Thirty-six hours after the fork, the block height (the number of the latest block) was 478574, or 25 blocks from the first BCH block. Put another way, BCH is 189 blocks behind the main BTC blockchain now. Transactions are stuck and exchanges are unwilling to allow deposits and withdrawal of BCH (and even BTC in the case of Via) until the block time normalizes.
Until a transaction is mined into a block, it should not be trusted. Bitcoin Cash was about lowering the transaction fees so people could buy coffee again. Now it looks like their coffee will be many hours old and cold before the transaction goes through.
It’s all about the timing
It was not supposed to happen this way, but to understand why it’s happening, we need to look at the way Bitcoin blocks are timed.

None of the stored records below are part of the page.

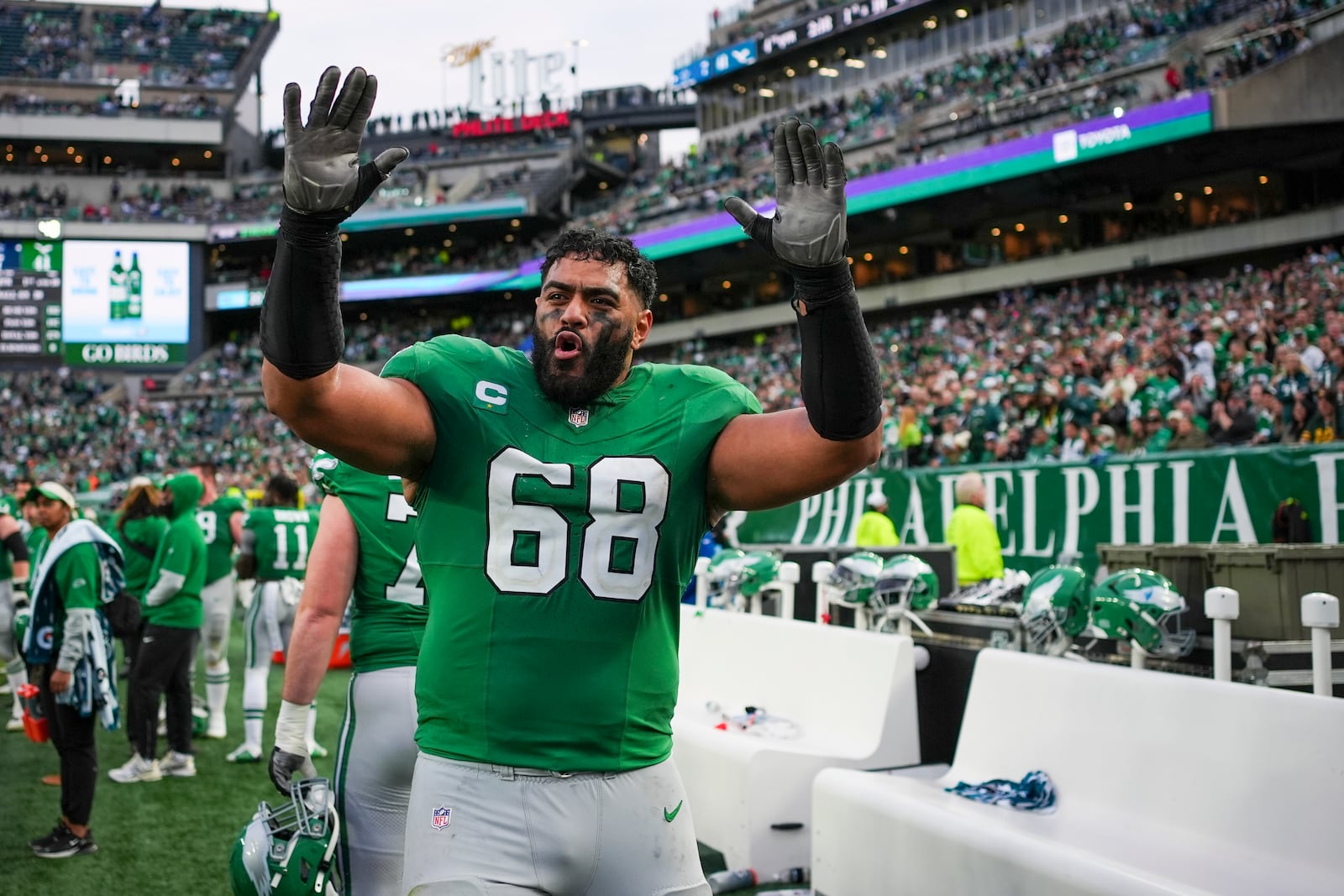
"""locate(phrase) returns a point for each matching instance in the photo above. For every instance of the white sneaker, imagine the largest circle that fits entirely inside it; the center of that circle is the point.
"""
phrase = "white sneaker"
(179, 765)
(136, 768)
(245, 754)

In the Bitcoin world, the time between blocks is supposed to average ten minutes. This is not centrally planned by someone with a clock – rather, it is set by adjusting the difficulty of finding a block.
Developers of Bitcoin-ABC (the reference software for Bitcoin-Cash) knew that not everyone would follow them to the new blockchain, so they wrote into Bitcoin-ABC new consensus rules that would automatically lower the difficulty if the hashrate dropped significantly. This was so the blockchain would not be stuck as it is now. (Looking back at old messages, many of the developers did not believe this code would ever be needed and they were confident that a significant portion would follow them over. That has not happened, and it seems like around only 1% of hashrate switched over at first.)
The rule, known as REQ-7, will activate only if the hashrate is under 8%, and will retarget the difficulty if the tip of the chain is more than twelve hours away from the time of a block six blocks down. This sounds reasonable to the layperson, and one would think that the code would make sure that the new blockchain does not get stuck by simply lowering the difficulty.
Without the new rule, the retargeting would happen in 2,016 blocks (normally two weeks at 10-minute block intervals). With 1% of the hashrate, it would mean painfully slow blocks – not for two weeks but for two 200 weeks (or about four years).
So what happened? Why has REQ-7 not been activated, and why are blocks still hours and hours apart on Bitcoin Cash?
One theory is that someone has been attacking the Bitcoin Cash blockchain and mining blocks at the minimum rate required to prevent REQ-7 from activating. Many think that he is trying to kill Bitcoin Cash by keeping it stuck for who knows how long – months or maybe even years. That kind of attack does not come cheap, though. In doing this, the attacker is forfeiting his profit from Bitcoin mining: 12.5 BTC or $33,000 per block.
Others think it could be a coincidence and a variance of miners who thought they were helping but inadvertently just nudged it over the 8% threshold.
My own gut feeling is that the distribution of blocks suggests it’s an attack. The blocks that do get mined come in clumps minutes apart, with hours between each clump. But with so few data points, it is admittedly hard to be certain.
If Bitcoin-ABC/Bitcoin Cash needs to roll out a new version of the software to fix the block time issue, it would be tantamount to admitting they lost the argument with Bitcoin-Core that they are capable of carrying out Satoshi Nakamoto’s original vision. One could even say that doing so would be admitting they cannot write proper blockchain software and they don’t understand consensus rules. Even Bitcoin Cash proponents are angry and questioning why this scenario was not anticipated.
It could even lead to a fork of the fork: Bitcoin Cash Classic with the old new rules and Bitcoin Cash with new new rules.
Or the attacker, if there is one at all, might just give up in a few days and let the retargeting happen, perhaps content that he has proven his point and managed to anger Bitcoin Cash holders who have been holding coins they cannot move and sell.